Startups & Funding

DeepL, known for text translation, now wants to translate your voice

The text translation leader enters the voice AI race with a full-stack solution for business communication.

Deep Dive

DeepL, the company renowned for its neural machine translation technology, has officially expanded from text into real-time voice translation. The new suite is designed for business-critical use cases like multilingual meetings, customer support, and training sessions. A key feature is its integration with collaboration platforms like Zoom and Microsoft Teams, where participants can hear translated audio or read live captions. The company is also releasing a developer API, enabling businesses to build custom applications, such as for call centers, on top of DeepL's translation engine. CEO Jarek Kutylowski emphasized that voice was a "natural step" after years of perfecting text translation, aiming to solve the latency-versus-accuracy challenge inherent in real-time systems.
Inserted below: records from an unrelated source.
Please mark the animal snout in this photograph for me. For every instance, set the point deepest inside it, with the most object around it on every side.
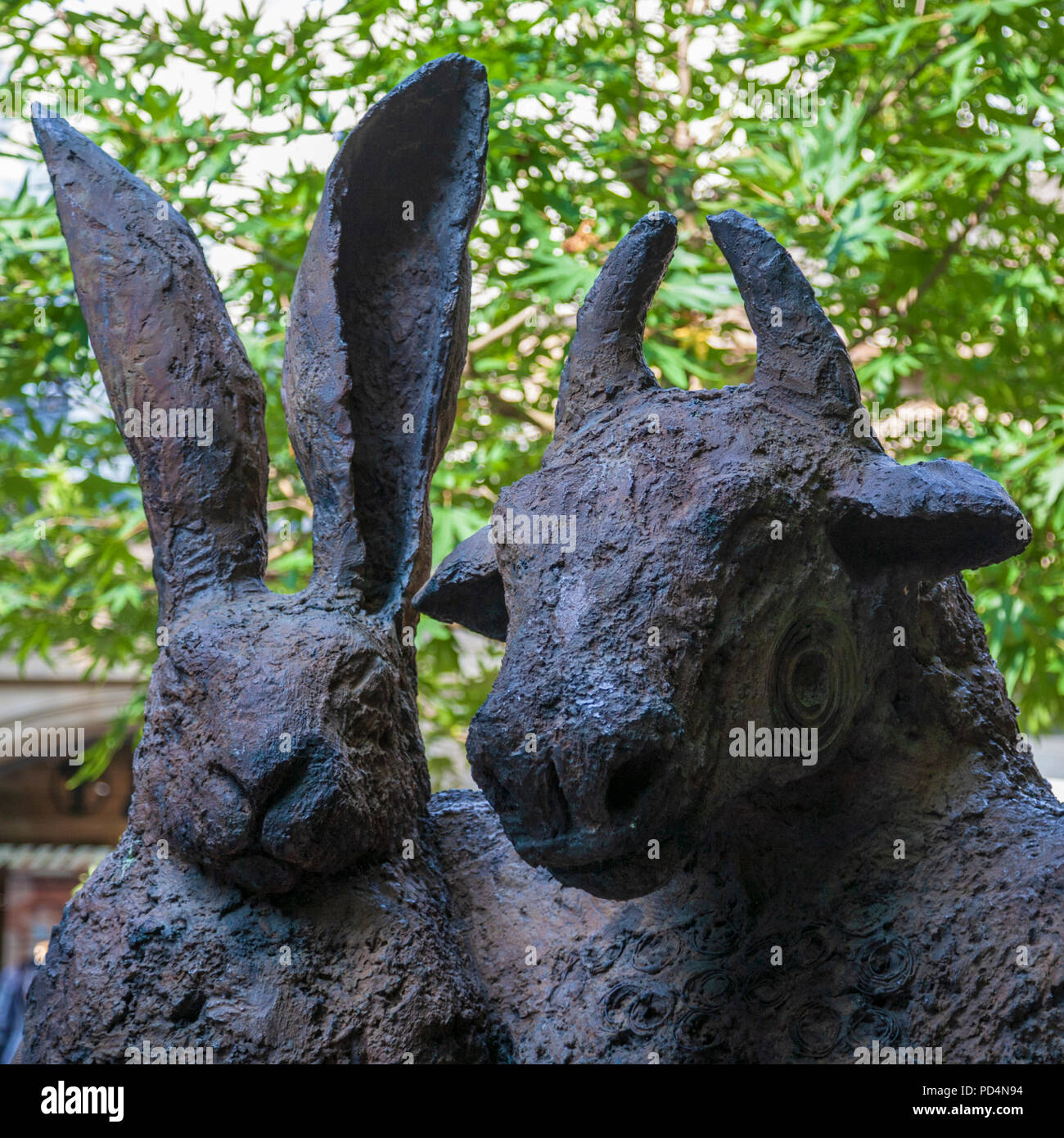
(580, 781)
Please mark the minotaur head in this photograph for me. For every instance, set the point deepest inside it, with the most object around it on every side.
(732, 572)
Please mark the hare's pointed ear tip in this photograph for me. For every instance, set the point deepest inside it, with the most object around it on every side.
(659, 228)
(660, 219)
(453, 72)
(48, 128)
(731, 224)
(462, 66)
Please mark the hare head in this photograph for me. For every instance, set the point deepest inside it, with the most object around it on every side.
(735, 559)
(282, 732)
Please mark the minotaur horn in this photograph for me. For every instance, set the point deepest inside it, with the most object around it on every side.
(606, 356)
(799, 350)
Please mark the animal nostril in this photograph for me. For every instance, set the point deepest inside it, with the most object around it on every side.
(630, 781)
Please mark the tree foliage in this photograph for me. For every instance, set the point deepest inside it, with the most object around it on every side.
(906, 151)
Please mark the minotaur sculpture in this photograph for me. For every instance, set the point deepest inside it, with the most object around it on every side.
(746, 571)
(287, 892)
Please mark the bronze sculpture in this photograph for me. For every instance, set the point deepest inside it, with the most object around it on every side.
(739, 558)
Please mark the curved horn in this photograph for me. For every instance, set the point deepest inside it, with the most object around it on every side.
(799, 350)
(606, 356)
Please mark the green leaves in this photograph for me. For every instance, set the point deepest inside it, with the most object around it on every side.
(922, 197)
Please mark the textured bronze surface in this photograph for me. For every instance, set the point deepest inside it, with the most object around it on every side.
(745, 557)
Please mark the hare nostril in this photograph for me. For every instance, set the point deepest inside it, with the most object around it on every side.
(630, 781)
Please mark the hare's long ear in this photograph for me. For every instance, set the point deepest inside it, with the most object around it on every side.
(378, 327)
(188, 402)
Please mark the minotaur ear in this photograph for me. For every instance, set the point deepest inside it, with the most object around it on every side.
(933, 518)
(800, 355)
(188, 402)
(467, 589)
(606, 358)
(378, 327)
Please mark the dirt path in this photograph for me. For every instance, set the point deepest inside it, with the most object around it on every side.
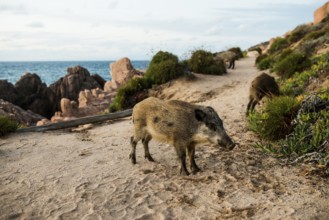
(87, 175)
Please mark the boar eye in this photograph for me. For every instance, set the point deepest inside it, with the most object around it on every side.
(211, 126)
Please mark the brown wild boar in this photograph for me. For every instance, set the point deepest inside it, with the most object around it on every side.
(180, 124)
(262, 85)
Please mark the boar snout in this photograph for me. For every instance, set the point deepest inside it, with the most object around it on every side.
(227, 143)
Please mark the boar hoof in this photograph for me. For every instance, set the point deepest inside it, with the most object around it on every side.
(184, 172)
(149, 158)
(133, 158)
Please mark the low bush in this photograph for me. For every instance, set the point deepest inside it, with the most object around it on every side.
(203, 61)
(292, 63)
(274, 122)
(266, 62)
(298, 33)
(127, 96)
(237, 51)
(299, 81)
(278, 44)
(7, 125)
(309, 140)
(164, 67)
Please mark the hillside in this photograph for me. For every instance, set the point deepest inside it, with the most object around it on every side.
(87, 174)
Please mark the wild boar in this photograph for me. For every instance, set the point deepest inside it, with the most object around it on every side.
(180, 124)
(262, 85)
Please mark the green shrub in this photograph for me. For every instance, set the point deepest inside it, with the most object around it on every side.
(266, 62)
(127, 96)
(274, 122)
(314, 35)
(237, 51)
(203, 61)
(296, 84)
(7, 125)
(298, 33)
(292, 63)
(164, 67)
(278, 44)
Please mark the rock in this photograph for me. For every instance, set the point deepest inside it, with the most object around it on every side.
(8, 91)
(23, 117)
(121, 72)
(35, 96)
(252, 54)
(76, 80)
(321, 13)
(99, 79)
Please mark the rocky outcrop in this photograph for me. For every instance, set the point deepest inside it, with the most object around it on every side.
(90, 102)
(121, 72)
(8, 91)
(23, 117)
(35, 95)
(29, 93)
(76, 80)
(321, 13)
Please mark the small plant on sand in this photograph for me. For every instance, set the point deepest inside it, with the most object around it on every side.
(127, 95)
(309, 139)
(294, 62)
(264, 62)
(274, 122)
(278, 44)
(164, 67)
(7, 125)
(203, 61)
(237, 51)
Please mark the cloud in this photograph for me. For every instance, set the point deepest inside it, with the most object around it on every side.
(15, 9)
(36, 24)
(113, 4)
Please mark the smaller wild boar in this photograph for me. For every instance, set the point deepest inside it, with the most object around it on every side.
(262, 85)
(180, 124)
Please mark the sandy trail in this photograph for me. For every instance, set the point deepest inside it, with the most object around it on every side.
(87, 175)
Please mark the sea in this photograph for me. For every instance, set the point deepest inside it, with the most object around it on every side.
(51, 71)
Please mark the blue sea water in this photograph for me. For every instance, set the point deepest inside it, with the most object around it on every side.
(51, 71)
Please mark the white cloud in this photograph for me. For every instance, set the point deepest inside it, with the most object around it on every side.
(101, 29)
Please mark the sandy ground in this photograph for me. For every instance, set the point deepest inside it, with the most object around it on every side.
(87, 174)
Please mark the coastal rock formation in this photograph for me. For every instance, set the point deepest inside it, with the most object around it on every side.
(321, 13)
(76, 80)
(23, 117)
(29, 93)
(90, 102)
(121, 72)
(35, 95)
(8, 91)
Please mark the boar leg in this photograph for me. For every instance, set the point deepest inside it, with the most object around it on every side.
(191, 152)
(181, 153)
(132, 154)
(147, 154)
(251, 105)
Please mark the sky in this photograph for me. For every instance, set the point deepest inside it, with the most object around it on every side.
(46, 30)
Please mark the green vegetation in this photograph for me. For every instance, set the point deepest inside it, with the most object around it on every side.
(264, 61)
(163, 67)
(290, 64)
(298, 123)
(274, 122)
(202, 61)
(7, 125)
(298, 82)
(237, 51)
(278, 44)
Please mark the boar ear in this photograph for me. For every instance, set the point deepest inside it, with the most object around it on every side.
(199, 115)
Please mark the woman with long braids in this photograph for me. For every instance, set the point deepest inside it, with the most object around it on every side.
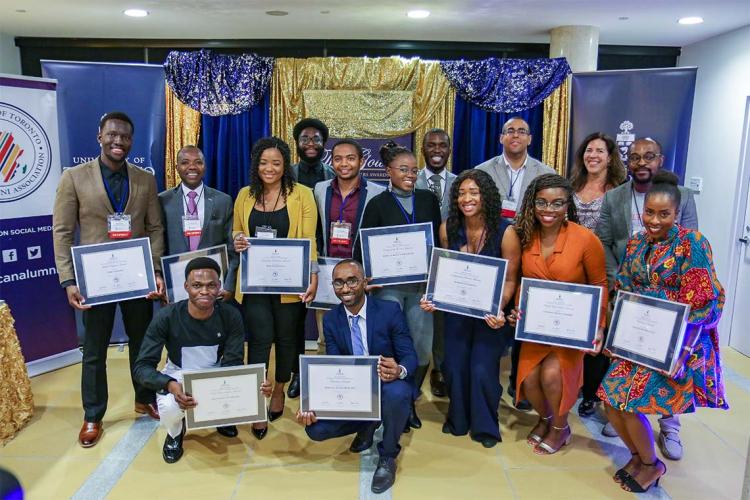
(555, 248)
(473, 347)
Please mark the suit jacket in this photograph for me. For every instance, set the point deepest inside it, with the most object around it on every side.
(387, 333)
(82, 203)
(303, 220)
(216, 230)
(324, 194)
(422, 183)
(497, 168)
(614, 228)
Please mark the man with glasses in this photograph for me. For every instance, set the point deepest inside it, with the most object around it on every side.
(620, 218)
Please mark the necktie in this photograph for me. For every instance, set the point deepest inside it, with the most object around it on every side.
(358, 348)
(193, 210)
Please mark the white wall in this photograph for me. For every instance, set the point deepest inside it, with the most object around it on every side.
(721, 93)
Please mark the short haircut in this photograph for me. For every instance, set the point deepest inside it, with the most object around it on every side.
(116, 115)
(202, 263)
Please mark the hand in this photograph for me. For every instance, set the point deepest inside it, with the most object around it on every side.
(388, 369)
(495, 322)
(306, 417)
(75, 299)
(185, 401)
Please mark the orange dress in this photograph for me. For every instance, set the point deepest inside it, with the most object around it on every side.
(578, 257)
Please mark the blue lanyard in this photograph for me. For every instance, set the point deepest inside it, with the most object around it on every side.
(413, 208)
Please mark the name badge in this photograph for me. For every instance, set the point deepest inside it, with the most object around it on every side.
(191, 225)
(118, 226)
(341, 233)
(265, 232)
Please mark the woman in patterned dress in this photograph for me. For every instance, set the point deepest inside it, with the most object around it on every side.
(673, 263)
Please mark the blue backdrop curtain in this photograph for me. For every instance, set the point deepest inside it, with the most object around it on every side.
(227, 141)
(476, 133)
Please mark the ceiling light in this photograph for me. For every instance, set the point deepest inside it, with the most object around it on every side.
(418, 14)
(136, 13)
(690, 20)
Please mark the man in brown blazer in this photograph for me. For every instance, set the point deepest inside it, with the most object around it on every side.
(89, 197)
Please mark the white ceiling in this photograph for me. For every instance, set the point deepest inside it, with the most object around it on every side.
(650, 22)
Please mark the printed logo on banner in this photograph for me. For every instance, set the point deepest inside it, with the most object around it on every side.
(25, 154)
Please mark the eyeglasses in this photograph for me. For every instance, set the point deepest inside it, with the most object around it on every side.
(350, 282)
(552, 205)
(648, 157)
(513, 131)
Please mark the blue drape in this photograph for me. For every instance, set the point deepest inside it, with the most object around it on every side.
(227, 141)
(476, 133)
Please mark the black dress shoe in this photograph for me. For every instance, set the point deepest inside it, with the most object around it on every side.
(293, 390)
(385, 475)
(172, 450)
(227, 430)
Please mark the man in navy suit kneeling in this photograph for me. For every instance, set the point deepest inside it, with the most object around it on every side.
(366, 326)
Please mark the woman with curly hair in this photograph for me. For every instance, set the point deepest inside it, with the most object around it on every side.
(473, 347)
(274, 206)
(555, 248)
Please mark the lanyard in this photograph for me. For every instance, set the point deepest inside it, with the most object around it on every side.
(413, 218)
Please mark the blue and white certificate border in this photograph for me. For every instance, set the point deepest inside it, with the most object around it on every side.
(79, 251)
(497, 292)
(278, 243)
(596, 303)
(364, 235)
(171, 282)
(676, 335)
(304, 383)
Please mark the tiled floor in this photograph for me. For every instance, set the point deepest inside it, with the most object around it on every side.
(50, 464)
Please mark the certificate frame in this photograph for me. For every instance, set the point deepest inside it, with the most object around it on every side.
(496, 294)
(79, 252)
(246, 267)
(307, 361)
(593, 315)
(364, 237)
(172, 283)
(667, 362)
(325, 280)
(191, 376)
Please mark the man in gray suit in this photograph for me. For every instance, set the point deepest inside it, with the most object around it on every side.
(197, 216)
(619, 219)
(436, 149)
Currently, the technology operates by converting speech to text, translating it, and then synthesizing speech again. However, DeepL controls this entire stack and plans to develop an end-to-end model that bypasses text entirely for greater speed. The system can learn custom vocabulary, including industry-specific terms and proper names, making it adaptable for specialized professional contexts. The launch places DeepL in direct competition with well-funded startups like Palabra, which focuses on preserving speaker voice, and Sanas, which modifies accents for call centers. The service is currently in an early access phase, with organizations invited to join a waitlist to test its capabilities in real-world scenarios.

Key Points
  • DeepL's new suite offers real-time voice translation for Zoom, Teams, and custom apps via an API.
  • The system focuses on balancing low latency with high accuracy and can learn industry-specific vocabulary.
  • It enters a competitive field against startups like Palabra and Sanas, with plans for an end-to-end voice model.

Why It Matters

This enables seamless multilingual collaboration for global teams and provides scalable customer support in languages with talent shortages.